Ingredients for 1 servings:
- 190 g flour
- 110 g butter, cold
- 1 pinch of salt
- 1 tbsp water
- 1 pack of mozzarella, approx. 125 g
- 100 g Gruyère
- 100 g Parmesan
- 200 g sour cream
- salt and pepper
- Paprika powder
- 2 carrots, purple or zucchini
- 2 carrots
- 1 sweet potato(s), longish
- 2 m.-sized potato(s), oblong
- olive oil
- Salt
Instructions
Working time approx. 30 minutes; Rest time approx. 30 minutes; Cooking/baking time approx. 45 minutes; Total time approx. 1 hour 45 minutes
vegetarian, for a 30cm tart tin
For the dough, quickly knead the flour, cold butter, salt, and water into a dough.
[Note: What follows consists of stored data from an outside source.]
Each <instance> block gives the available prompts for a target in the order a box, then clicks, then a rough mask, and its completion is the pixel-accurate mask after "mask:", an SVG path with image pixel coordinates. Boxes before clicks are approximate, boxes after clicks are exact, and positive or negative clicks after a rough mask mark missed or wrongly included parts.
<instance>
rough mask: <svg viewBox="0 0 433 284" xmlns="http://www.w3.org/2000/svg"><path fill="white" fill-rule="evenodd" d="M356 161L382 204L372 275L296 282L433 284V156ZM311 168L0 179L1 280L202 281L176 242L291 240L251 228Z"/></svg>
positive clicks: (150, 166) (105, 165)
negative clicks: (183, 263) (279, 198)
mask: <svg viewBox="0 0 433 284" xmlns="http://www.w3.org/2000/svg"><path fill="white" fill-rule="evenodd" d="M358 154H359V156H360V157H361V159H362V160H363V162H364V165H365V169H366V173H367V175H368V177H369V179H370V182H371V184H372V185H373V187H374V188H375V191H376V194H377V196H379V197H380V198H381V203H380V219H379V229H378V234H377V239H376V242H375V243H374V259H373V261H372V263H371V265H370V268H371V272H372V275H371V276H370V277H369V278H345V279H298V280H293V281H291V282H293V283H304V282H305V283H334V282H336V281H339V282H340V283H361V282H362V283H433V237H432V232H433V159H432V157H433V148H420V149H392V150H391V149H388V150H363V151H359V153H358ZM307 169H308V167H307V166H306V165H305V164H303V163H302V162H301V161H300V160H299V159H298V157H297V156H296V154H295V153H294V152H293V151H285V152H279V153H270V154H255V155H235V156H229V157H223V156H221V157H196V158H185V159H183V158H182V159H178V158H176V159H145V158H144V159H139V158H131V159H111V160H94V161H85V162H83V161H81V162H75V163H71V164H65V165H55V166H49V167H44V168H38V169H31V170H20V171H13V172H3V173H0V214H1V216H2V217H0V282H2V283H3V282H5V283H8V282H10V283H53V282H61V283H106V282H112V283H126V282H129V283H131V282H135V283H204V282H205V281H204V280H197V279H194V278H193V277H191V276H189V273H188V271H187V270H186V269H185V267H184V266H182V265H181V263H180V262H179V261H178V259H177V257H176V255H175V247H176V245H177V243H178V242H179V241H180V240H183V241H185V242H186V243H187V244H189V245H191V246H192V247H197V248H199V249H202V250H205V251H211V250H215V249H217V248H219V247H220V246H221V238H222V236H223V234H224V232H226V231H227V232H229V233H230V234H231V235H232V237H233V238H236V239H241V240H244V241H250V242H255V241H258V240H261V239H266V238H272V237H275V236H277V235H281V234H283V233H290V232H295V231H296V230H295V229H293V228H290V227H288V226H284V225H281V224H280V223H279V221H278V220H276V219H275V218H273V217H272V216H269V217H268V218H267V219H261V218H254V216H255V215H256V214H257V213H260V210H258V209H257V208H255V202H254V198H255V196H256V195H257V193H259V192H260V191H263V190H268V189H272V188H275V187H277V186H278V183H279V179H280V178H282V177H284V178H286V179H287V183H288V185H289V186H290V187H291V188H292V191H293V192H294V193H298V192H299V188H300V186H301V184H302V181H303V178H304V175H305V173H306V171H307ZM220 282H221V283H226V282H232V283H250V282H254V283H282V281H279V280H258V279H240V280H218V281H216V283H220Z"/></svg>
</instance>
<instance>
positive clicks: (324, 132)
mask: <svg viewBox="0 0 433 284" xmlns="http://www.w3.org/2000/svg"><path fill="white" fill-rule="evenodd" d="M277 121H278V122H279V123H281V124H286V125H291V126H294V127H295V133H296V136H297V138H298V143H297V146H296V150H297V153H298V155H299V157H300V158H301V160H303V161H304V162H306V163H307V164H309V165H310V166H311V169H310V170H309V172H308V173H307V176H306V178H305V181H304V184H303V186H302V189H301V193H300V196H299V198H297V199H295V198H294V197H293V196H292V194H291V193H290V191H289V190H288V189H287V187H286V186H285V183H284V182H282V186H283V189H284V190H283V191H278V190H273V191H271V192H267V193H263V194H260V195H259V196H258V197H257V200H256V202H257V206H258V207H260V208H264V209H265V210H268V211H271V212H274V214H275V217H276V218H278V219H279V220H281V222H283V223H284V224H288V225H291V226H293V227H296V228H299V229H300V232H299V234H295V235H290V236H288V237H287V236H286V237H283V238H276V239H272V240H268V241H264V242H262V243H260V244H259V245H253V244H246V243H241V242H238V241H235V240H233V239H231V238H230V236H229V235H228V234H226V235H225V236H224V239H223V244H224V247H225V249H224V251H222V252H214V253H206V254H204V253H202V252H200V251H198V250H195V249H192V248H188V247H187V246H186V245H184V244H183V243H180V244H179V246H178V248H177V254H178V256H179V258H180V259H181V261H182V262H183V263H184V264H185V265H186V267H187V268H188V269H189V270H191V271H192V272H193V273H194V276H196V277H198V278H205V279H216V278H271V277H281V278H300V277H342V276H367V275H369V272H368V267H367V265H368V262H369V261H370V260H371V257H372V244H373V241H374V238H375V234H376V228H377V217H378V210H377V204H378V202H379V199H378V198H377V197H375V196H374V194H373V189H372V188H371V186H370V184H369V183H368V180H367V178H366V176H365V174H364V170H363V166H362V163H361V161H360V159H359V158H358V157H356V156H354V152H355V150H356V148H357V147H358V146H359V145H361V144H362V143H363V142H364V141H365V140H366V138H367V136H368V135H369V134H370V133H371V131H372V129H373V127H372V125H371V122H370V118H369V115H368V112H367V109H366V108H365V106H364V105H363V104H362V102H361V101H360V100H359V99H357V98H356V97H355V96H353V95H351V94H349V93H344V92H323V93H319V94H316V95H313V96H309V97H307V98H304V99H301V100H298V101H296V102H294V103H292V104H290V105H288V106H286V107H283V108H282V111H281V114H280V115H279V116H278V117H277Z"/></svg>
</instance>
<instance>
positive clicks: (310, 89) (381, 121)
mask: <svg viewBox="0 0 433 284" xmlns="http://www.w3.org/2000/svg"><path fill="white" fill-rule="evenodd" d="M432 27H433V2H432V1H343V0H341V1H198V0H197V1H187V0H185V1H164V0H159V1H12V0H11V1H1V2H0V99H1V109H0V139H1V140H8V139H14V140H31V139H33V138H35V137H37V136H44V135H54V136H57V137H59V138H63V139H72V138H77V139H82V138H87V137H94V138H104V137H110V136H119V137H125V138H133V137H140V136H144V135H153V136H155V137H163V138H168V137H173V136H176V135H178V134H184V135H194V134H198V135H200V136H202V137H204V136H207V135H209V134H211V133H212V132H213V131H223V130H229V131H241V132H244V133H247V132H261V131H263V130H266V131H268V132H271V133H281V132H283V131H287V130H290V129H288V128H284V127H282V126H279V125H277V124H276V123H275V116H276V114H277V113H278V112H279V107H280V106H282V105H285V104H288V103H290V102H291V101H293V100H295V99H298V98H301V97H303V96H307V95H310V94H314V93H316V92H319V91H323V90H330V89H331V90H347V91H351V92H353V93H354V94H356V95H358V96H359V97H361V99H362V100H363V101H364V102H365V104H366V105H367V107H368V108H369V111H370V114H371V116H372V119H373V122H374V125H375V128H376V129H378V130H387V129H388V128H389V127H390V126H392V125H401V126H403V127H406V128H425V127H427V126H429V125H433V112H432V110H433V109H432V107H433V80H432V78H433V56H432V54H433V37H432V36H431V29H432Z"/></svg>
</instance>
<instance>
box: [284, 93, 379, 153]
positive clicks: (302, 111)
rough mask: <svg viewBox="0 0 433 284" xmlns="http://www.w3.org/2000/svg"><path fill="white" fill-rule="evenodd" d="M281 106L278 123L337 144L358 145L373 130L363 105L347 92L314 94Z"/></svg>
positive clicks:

Then chill for 30 minutes. Preheat the oven to 180°C (top/bottom heat). Grease and flour a 30cm tart tin. Roll out the dough thinly and place it in the tin. Then place baking paper on the dough, scatter the peas on top, and bake blind for about 15 minutes on the middle rack. For the filling, finely dice the mozzarella. Finely grate the Parmesan and Gruyère cheeses, and mix everything with the sour cream. Season with salt, pepper, and paprika. Spoon the filling onto the dough and smooth it down. Wash and peel the vegetables. Use a vegetable peeler to cut them into very thin strips. Roll them up to form small roses. Place the roses on top of the filling and brush with oil. Sprinkle a little salt over the strips. Bake in the preheated oven on the middle rack for about 35 to 45 minutes.